Court Opinion

ID: 6609032
Source: CourtListenerOpinion
Date Created: 2022-07-20 20:16:44.022922+00
Date Added: 2024-06-11T15:58:17.335847
License: Public Domain

ORDER
Appellant’s Notice of Appeal (NOA) was filed on July 29, 1991; it identified the mailing date of her Board of Veterans’ Appeals (BVA) decision as October 31, 1990. On October 15, 1991, the Secretary of Veterans Affairs filed a motion to dismiss and to stay proceedings and, in support of the motion, attached a BVA decision with a mailing date of October 31, 1990. On November 1, 1991, appellant responded that her appeal should be considered by this Court because she filed a request for review (essentially an NOA) with the Department of Veterans Affairs (VA) Regional Office (RO) in Los Angeles, California, on November 14, 1990 (date-stamped on November 15, 1990), but did not receive a response from the RO until almost six months later, on May 1, 1991. In its letter, the RO informed appellant that she should have mailed her NOA directly to the Court.

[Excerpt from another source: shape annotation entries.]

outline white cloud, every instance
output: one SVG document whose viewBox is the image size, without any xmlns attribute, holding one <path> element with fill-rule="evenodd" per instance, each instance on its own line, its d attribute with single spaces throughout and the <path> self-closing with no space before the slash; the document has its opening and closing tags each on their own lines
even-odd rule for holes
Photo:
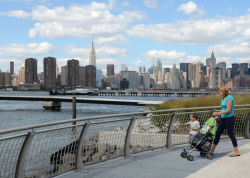
<svg viewBox="0 0 250 178">
<path fill-rule="evenodd" d="M 158 0 L 144 0 L 144 5 L 148 8 L 155 8 L 157 7 Z"/>
<path fill-rule="evenodd" d="M 74 45 L 70 45 L 64 48 L 64 51 L 69 56 L 74 57 L 88 57 L 89 56 L 89 48 L 80 48 Z M 127 50 L 125 48 L 114 48 L 114 47 L 100 47 L 96 48 L 96 58 L 103 57 L 126 57 Z"/>
<path fill-rule="evenodd" d="M 30 14 L 27 12 L 24 12 L 22 10 L 15 10 L 15 11 L 9 11 L 9 12 L 0 12 L 0 16 L 28 18 L 30 16 Z"/>
<path fill-rule="evenodd" d="M 137 61 L 134 61 L 133 64 L 136 66 L 142 66 L 143 62 L 141 60 L 137 60 Z"/>
<path fill-rule="evenodd" d="M 128 7 L 128 6 L 130 6 L 128 1 L 123 1 L 122 2 L 122 7 Z"/>
<path fill-rule="evenodd" d="M 99 45 L 124 44 L 128 43 L 128 39 L 123 35 L 114 35 L 111 37 L 98 37 L 95 43 Z"/>
<path fill-rule="evenodd" d="M 6 58 L 28 58 L 53 53 L 50 43 L 7 44 L 0 46 L 0 56 Z"/>
<path fill-rule="evenodd" d="M 111 37 L 121 34 L 136 20 L 144 18 L 137 11 L 111 13 L 113 1 L 109 4 L 92 2 L 90 5 L 74 5 L 69 8 L 49 9 L 38 6 L 31 13 L 38 21 L 29 30 L 30 37 L 71 38 L 71 37 Z"/>
<path fill-rule="evenodd" d="M 193 1 L 180 5 L 177 10 L 183 11 L 184 14 L 194 17 L 200 17 L 206 14 L 203 10 L 198 9 L 197 5 Z"/>
<path fill-rule="evenodd" d="M 147 53 L 143 54 L 148 60 L 157 60 L 160 59 L 162 61 L 163 66 L 171 66 L 179 63 L 197 63 L 197 62 L 205 62 L 200 56 L 188 56 L 186 52 L 177 52 L 173 51 L 165 51 L 165 50 L 150 50 Z"/>
<path fill-rule="evenodd" d="M 215 56 L 221 58 L 248 58 L 250 56 L 250 44 L 219 44 L 207 49 L 206 54 L 214 51 Z"/>
<path fill-rule="evenodd" d="M 144 54 L 147 59 L 161 59 L 163 61 L 180 60 L 186 58 L 187 54 L 185 52 L 177 51 L 164 51 L 164 50 L 150 50 Z"/>
<path fill-rule="evenodd" d="M 250 15 L 244 15 L 156 25 L 139 24 L 128 30 L 127 34 L 163 43 L 210 44 L 239 36 L 250 38 L 248 29 Z"/>
</svg>

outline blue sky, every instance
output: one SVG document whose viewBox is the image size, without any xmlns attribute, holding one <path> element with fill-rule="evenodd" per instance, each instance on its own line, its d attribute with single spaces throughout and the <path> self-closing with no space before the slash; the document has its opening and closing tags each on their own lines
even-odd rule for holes
<svg viewBox="0 0 250 178">
<path fill-rule="evenodd" d="M 205 63 L 211 51 L 230 66 L 250 63 L 247 0 L 0 0 L 0 69 L 28 57 L 88 64 L 92 36 L 97 68 L 130 70 L 161 59 L 163 66 Z"/>
</svg>

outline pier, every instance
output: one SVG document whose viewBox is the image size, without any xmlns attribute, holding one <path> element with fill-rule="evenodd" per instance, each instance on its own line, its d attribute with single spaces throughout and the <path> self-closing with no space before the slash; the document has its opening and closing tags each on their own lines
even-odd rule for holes
<svg viewBox="0 0 250 178">
<path fill-rule="evenodd" d="M 242 148 L 241 154 L 244 154 L 239 158 L 224 159 L 232 149 L 226 135 L 222 135 L 221 142 L 227 143 L 218 146 L 214 161 L 200 155 L 192 163 L 181 158 L 180 153 L 188 142 L 189 127 L 180 123 L 188 122 L 189 114 L 195 110 L 203 124 L 220 107 L 178 108 L 85 117 L 1 130 L 0 176 L 179 178 L 190 175 L 193 178 L 197 175 L 206 177 L 209 170 L 221 175 L 224 169 L 215 168 L 224 164 L 230 168 L 230 162 L 235 161 L 238 165 L 233 167 L 233 172 L 239 173 L 236 177 L 244 176 L 246 172 L 239 171 L 239 168 L 246 169 L 246 160 L 249 159 L 250 147 L 244 146 L 250 138 L 249 107 L 236 105 L 234 110 L 235 135 L 240 151 Z M 72 125 L 72 122 L 76 124 Z M 121 159 L 123 157 L 126 159 Z M 223 160 L 219 161 L 219 158 Z M 217 161 L 217 166 L 211 164 Z M 210 168 L 200 170 L 192 177 L 192 173 L 210 164 Z"/>
<path fill-rule="evenodd" d="M 60 96 L 12 96 L 0 95 L 0 100 L 14 101 L 54 101 L 54 102 L 72 102 L 71 97 Z M 131 105 L 131 106 L 148 106 L 158 105 L 164 101 L 145 101 L 145 100 L 121 100 L 121 99 L 101 99 L 101 98 L 76 98 L 76 103 L 93 103 L 93 104 L 111 104 L 111 105 Z"/>
</svg>

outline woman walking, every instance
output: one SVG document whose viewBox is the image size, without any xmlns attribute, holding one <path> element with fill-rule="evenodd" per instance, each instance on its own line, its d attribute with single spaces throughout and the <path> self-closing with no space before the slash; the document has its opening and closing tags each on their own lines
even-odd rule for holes
<svg viewBox="0 0 250 178">
<path fill-rule="evenodd" d="M 229 156 L 230 157 L 240 156 L 237 140 L 234 136 L 234 123 L 235 123 L 234 98 L 232 95 L 229 94 L 228 89 L 226 89 L 226 87 L 224 86 L 219 87 L 218 92 L 220 96 L 222 96 L 222 100 L 221 100 L 222 110 L 220 112 L 213 112 L 212 115 L 214 117 L 220 116 L 221 118 L 220 118 L 219 126 L 216 130 L 215 139 L 211 147 L 210 154 L 208 155 L 208 158 L 212 159 L 214 150 L 220 141 L 220 136 L 223 133 L 224 129 L 227 129 L 227 134 L 229 135 L 232 141 L 232 144 L 234 146 L 234 151 L 230 153 Z"/>
</svg>

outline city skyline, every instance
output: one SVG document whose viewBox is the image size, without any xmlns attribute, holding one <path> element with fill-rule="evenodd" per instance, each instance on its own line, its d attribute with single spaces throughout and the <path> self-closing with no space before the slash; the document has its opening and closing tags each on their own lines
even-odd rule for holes
<svg viewBox="0 0 250 178">
<path fill-rule="evenodd" d="M 88 65 L 92 37 L 97 69 L 114 64 L 115 73 L 122 64 L 148 69 L 158 59 L 167 67 L 205 64 L 212 51 L 228 67 L 250 63 L 247 2 L 2 0 L 0 68 L 14 61 L 17 73 L 26 58 L 36 58 L 41 72 L 48 56 L 59 68 L 70 59 Z"/>
</svg>

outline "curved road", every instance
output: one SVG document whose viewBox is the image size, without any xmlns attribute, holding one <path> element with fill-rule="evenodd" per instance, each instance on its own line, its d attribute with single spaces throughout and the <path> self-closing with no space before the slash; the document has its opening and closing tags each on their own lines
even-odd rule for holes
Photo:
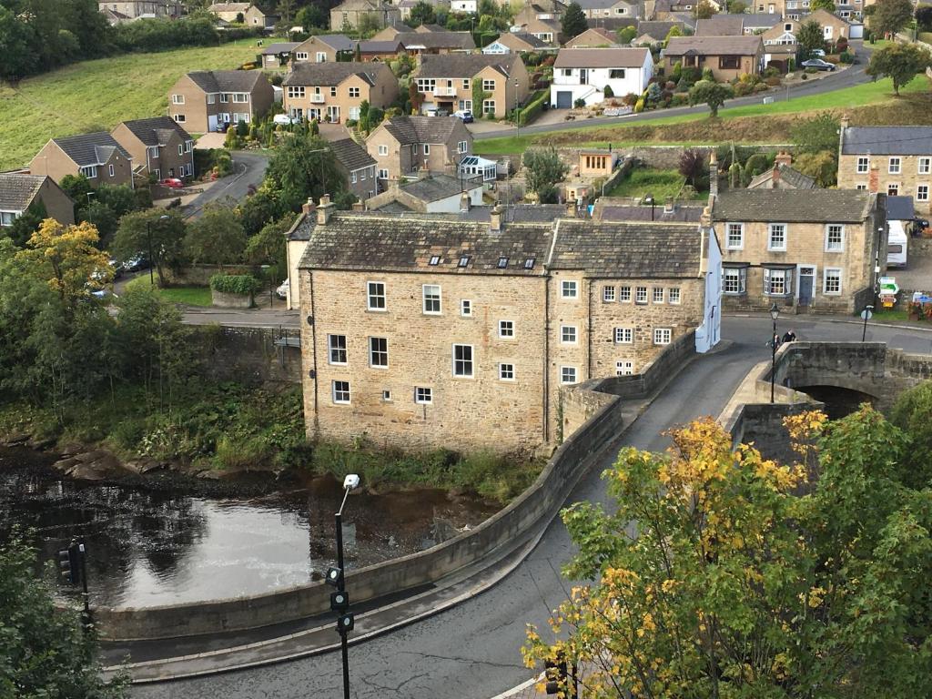
<svg viewBox="0 0 932 699">
<path fill-rule="evenodd" d="M 799 83 L 794 85 L 788 89 L 776 90 L 773 92 L 767 92 L 763 95 L 748 95 L 747 97 L 736 97 L 733 100 L 729 100 L 725 103 L 725 105 L 719 110 L 719 113 L 727 112 L 733 107 L 742 107 L 747 104 L 761 104 L 763 102 L 764 97 L 773 97 L 774 102 L 784 102 L 787 98 L 792 102 L 794 99 L 800 97 L 809 97 L 811 95 L 823 94 L 825 92 L 831 92 L 836 89 L 842 89 L 843 88 L 851 88 L 855 85 L 860 85 L 861 83 L 866 83 L 870 81 L 872 78 L 869 77 L 864 72 L 868 64 L 868 58 L 870 55 L 870 44 L 862 44 L 860 41 L 852 41 L 852 48 L 856 49 L 858 56 L 859 62 L 857 65 L 852 65 L 850 68 L 845 70 L 841 70 L 833 73 L 825 77 L 819 78 L 818 80 L 806 81 L 804 83 Z M 576 124 L 576 122 L 559 122 L 556 124 L 542 124 L 541 126 L 526 126 L 521 129 L 522 134 L 529 133 L 546 133 L 548 131 L 565 131 L 567 130 L 572 129 L 588 129 L 596 126 L 625 126 L 631 123 L 637 123 L 642 121 L 653 121 L 655 119 L 665 119 L 670 116 L 678 116 L 684 114 L 705 114 L 708 112 L 708 107 L 705 104 L 697 105 L 694 107 L 673 107 L 672 109 L 661 109 L 655 112 L 647 112 L 642 114 L 633 114 L 627 116 L 597 116 L 592 119 L 585 119 L 584 121 Z M 473 139 L 476 141 L 489 139 L 489 138 L 503 138 L 508 136 L 515 135 L 514 129 L 507 129 L 495 131 L 485 131 L 482 133 L 473 134 Z"/>
<path fill-rule="evenodd" d="M 770 356 L 769 317 L 726 317 L 728 350 L 697 358 L 661 393 L 629 431 L 624 444 L 662 450 L 660 432 L 703 415 L 718 415 L 749 368 Z M 859 323 L 806 317 L 781 319 L 801 340 L 859 340 Z M 932 333 L 869 326 L 869 340 L 932 352 Z M 606 459 L 606 467 L 613 459 Z M 569 494 L 568 503 L 603 501 L 601 468 Z M 488 699 L 528 679 L 519 649 L 525 624 L 544 624 L 568 595 L 558 571 L 573 554 L 555 521 L 537 548 L 510 576 L 487 592 L 436 616 L 352 646 L 351 696 L 356 699 Z M 338 653 L 191 680 L 132 689 L 135 699 L 330 699 L 341 696 Z"/>
</svg>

To be timely filed under this Court’s rules (U.S. Vet.App.R. 4) and precedents construing 38 U.S.C. § 7266(a) (formerly § 4066), an NOA must be actually received by the Court within 120 days after the BVA decision is mailed to an appellant. See Elsevier v. Derwinski, 1 Vet.App. 150, 152 (1991); cf. Torres v. Derwinski, 1 Vet. *113App. 15, 16-17 (1990). Receipt by the BVA or a VARO is not receipt by the Court. This Court’s jurisdiction derives exclusively from statutory grants of authority provided by Congress, and this Court may not extend its jurisdiction beyond that permitted by law. See Christianson v. Colt Industries Operating Corp., 486 U.S. 800, 818, 108 S.Ct. 2166, 2178, 100 L.Ed.2d 811 (1988); see also Prenzler v. Derwinski, 928 F.2d 392 (Fed.Cir.1991); Skinner v. Derwinski, 1 Vet.App. 2, 3 (1990).

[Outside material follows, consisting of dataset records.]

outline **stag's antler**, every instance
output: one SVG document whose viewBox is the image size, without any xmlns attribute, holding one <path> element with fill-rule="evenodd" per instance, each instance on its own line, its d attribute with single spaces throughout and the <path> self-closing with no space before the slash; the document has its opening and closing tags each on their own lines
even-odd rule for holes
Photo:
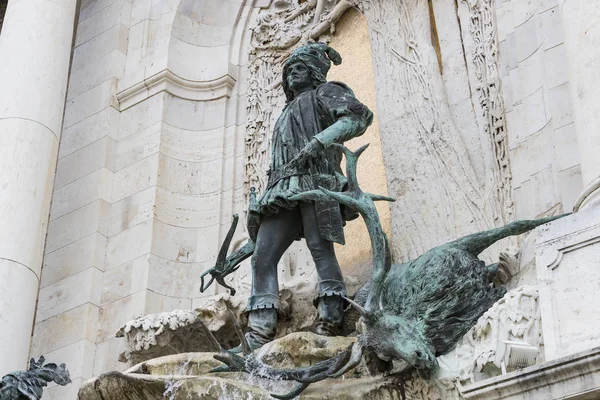
<svg viewBox="0 0 600 400">
<path fill-rule="evenodd" d="M 373 283 L 371 292 L 367 298 L 366 307 L 364 309 L 359 307 L 358 310 L 361 315 L 367 316 L 368 313 L 379 308 L 379 298 L 383 289 L 383 282 L 392 265 L 389 242 L 381 227 L 381 221 L 379 220 L 379 214 L 377 213 L 374 201 L 395 200 L 387 196 L 365 193 L 358 185 L 358 179 L 356 177 L 358 157 L 360 157 L 363 151 L 369 147 L 368 144 L 362 146 L 355 152 L 352 152 L 347 147 L 339 144 L 333 144 L 332 146 L 341 148 L 346 156 L 348 190 L 345 192 L 332 192 L 324 188 L 319 188 L 320 190 L 311 190 L 293 196 L 290 200 L 330 200 L 330 198 L 333 198 L 339 203 L 357 210 L 363 216 L 365 224 L 367 225 L 367 230 L 369 231 L 369 237 L 371 238 L 371 247 L 373 248 Z M 355 303 L 350 302 L 350 304 L 356 307 Z"/>
<path fill-rule="evenodd" d="M 212 332 L 200 321 L 209 342 L 213 345 L 215 351 L 219 354 L 214 355 L 214 358 L 221 361 L 225 365 L 213 368 L 211 372 L 248 372 L 250 374 L 274 380 L 290 380 L 296 381 L 299 384 L 289 393 L 283 395 L 271 394 L 276 399 L 293 399 L 304 391 L 311 383 L 321 381 L 328 377 L 339 377 L 356 367 L 362 358 L 362 346 L 356 342 L 348 349 L 342 351 L 335 357 L 318 362 L 310 367 L 294 368 L 294 369 L 277 369 L 262 363 L 257 359 L 250 350 L 250 345 L 246 337 L 242 334 L 237 318 L 233 315 L 235 331 L 238 334 L 244 357 L 240 357 L 226 349 L 224 349 L 219 341 L 215 338 Z"/>
</svg>

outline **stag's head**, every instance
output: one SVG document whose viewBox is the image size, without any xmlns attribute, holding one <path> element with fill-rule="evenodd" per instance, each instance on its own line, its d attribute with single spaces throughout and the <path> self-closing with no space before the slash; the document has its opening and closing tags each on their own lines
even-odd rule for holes
<svg viewBox="0 0 600 400">
<path fill-rule="evenodd" d="M 361 314 L 360 343 L 382 360 L 404 360 L 425 373 L 438 367 L 435 349 L 427 340 L 423 322 L 387 313 L 383 308 L 369 311 L 346 299 Z M 367 307 L 373 304 L 367 304 Z"/>
<path fill-rule="evenodd" d="M 382 360 L 404 360 L 424 372 L 437 369 L 435 351 L 419 322 L 381 313 L 364 318 L 362 325 L 361 343 Z"/>
</svg>

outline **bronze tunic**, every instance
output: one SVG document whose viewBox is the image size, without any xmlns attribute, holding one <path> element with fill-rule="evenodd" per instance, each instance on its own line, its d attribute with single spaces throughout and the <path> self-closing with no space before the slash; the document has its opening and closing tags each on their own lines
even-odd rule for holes
<svg viewBox="0 0 600 400">
<path fill-rule="evenodd" d="M 351 122 L 351 129 L 335 136 L 321 134 L 341 118 Z M 273 215 L 280 208 L 293 209 L 298 202 L 289 198 L 308 190 L 319 187 L 344 190 L 346 177 L 340 167 L 342 152 L 329 145 L 362 135 L 372 121 L 373 113 L 340 82 L 323 83 L 290 101 L 275 124 L 269 180 L 258 200 L 259 214 Z M 313 137 L 325 145 L 323 153 L 301 170 L 286 168 Z M 315 207 L 321 236 L 343 244 L 344 221 L 358 214 L 340 208 L 336 201 L 317 201 Z"/>
</svg>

Since this appeal from a BVA decision dated October 31, 1990, was not filed with the Court — notwithstanding its receipt almost six months earlier by the VARO on the 15th day after the BVA decision’s mailing — until well beyond the 120th day after the date on which the BVA mailed its decision to appellant, it was untimely. Although in Irwin v. Veterans Admin., 498 U.S. 89, 111 S.Ct. 453, 458, 112 L.Ed.2d 435 (1990), the Supreme Court extended “the principles of equitable tolling” to cases where the United States is a party, it held that those “principles ... do not extend to what is at best a garden variety claim of excusable neglect.” In Elsevier, 1 Vet. App. at 153-154, this Court concluded that “the rule of equitable tolling [is] applicable to the 120-day time limit of 38 U.S.C. § 7266(a)”.

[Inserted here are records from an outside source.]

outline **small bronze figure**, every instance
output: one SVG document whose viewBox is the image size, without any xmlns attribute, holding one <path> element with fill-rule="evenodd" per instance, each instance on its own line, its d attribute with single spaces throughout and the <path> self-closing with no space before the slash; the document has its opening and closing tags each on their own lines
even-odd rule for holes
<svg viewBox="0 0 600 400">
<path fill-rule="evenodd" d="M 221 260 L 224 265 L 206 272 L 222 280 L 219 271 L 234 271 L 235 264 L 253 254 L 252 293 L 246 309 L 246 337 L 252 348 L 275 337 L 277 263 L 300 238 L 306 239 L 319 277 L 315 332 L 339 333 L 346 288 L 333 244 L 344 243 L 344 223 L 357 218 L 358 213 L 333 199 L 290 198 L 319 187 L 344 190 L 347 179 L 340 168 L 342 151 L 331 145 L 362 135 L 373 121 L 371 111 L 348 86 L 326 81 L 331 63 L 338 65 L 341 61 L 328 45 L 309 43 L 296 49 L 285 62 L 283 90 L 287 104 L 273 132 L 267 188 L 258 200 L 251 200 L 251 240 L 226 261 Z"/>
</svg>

After consideration of appellant’s statement and the Secretary’s pleadings, this Court finds that the case does not present the extraordinary and carefully circumscribed conditions necessary to warrant equitable tolling under Irwin and Elsevier, 1 Vet.App. at 154. See also Schreiner v. Derwinski, 2 Vet.App. 72 (1991). Accordingly, it is
ORDERED that the Secretary’s motion to dismiss is granted and this appeal is dismissed for lack of jurisdiction.